Sementara itu, Wakil Gubernur Jambi Abdullah Sani menjelaskan penyusunan Rancangan KUA-PPAS Tahun Anggaran 2027 mengacu pada sejumlah indikator makro daerah, di antaranya pertumbuhan ekonomi, laju inflasi, serta asumsi ekonomi lainnya.

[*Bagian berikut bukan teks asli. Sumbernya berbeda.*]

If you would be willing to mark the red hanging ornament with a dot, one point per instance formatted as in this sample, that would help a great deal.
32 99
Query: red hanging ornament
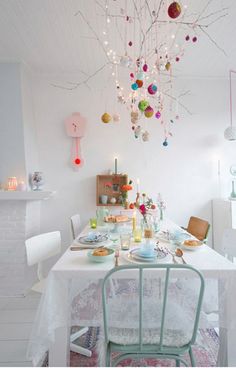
77 161
174 10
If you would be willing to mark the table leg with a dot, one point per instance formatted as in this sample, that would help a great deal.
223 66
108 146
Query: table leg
59 351
227 351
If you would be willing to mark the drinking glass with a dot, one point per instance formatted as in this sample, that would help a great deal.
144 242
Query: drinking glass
125 240
93 223
137 235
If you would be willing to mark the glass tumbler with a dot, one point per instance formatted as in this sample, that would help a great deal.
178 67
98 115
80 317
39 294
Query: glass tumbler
125 240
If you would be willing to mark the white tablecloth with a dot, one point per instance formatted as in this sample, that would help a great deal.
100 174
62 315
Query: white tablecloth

Pemerintah Provinsi Jambi menargetkan pertumbuhan ekonomi tahun 2027 berada pada kisaran 5,2 persen hingga 5,8 persen, sejalan dengan target indikator makro nasional.

Untuk pendapatan daerah, pemerintah memproyeksikan target sebesar Rp3,736 triliun.

Jumlah tersebut lebih rendah Rp21,969 miliar dibandingkan APBD murni Tahun Anggaran 2026 yang ditetapkan sebesar Rp3,758 triliun, atau mengalami penurunan sekitar 0,58 persen.

“Penurunan target pendapatan daerah tersebut disebabkan oleh penurunan target pada semua komponen pendapatan, baik Pendapatan Asli Daerah, pendapatan transfer, serta lain-lain pendapatan daerah yang sah,” ujar Abdullah Sani.